"‚Auf nach Speyer! Auf nach Speyer!‘ / Ruft er, als das Spiel geendet; / ‚Wo so mancher deutsche Held / Liegt begraben, sei’s vollendet!‘". Diese Sätze legt der schwäbische romantische Schriftsteller Justinus Kerner dem König Rudolf von Habsburg, der merkt, dass sein Leben dem Ende zugeht, in seinem 1820 veröffentlichten Gedicht "Kaiser Rudolfs Ritt zum Grabe" in den Mund. Kerners Poem ist nur eine von vielen literarischen Überlieferungen, die sich das Leben und das Ende Rudolf von Habsburgs, des ersten Habsburgers auf dem Thron des Heiligen Römischen Reiches, zum Thema genommen haben.

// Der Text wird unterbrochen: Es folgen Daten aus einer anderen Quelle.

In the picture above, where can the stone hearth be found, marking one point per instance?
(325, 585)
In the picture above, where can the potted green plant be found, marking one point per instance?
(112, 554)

Vor 800 Jahren, am 1. Mai 1218, wurde der Herrscher geboren - im Dom zu Speyer fand er 1291 seine letzte Ruhestätte.

Im Südwesten Deutschlands, in Germersheim am Rhein, dem er 1276 die Stadtrechte verliehen hatte, hielt sich Rudolf mit seinem Regierungsapparat auf, als ihm im Sommer 1291 seine Ärzte das baldige Ende seines Lebens ankündigten. Im Wissen des nahenden Todes soll er sich seinen Sterbeort und seine Grabstätte selbst ausgesucht haben.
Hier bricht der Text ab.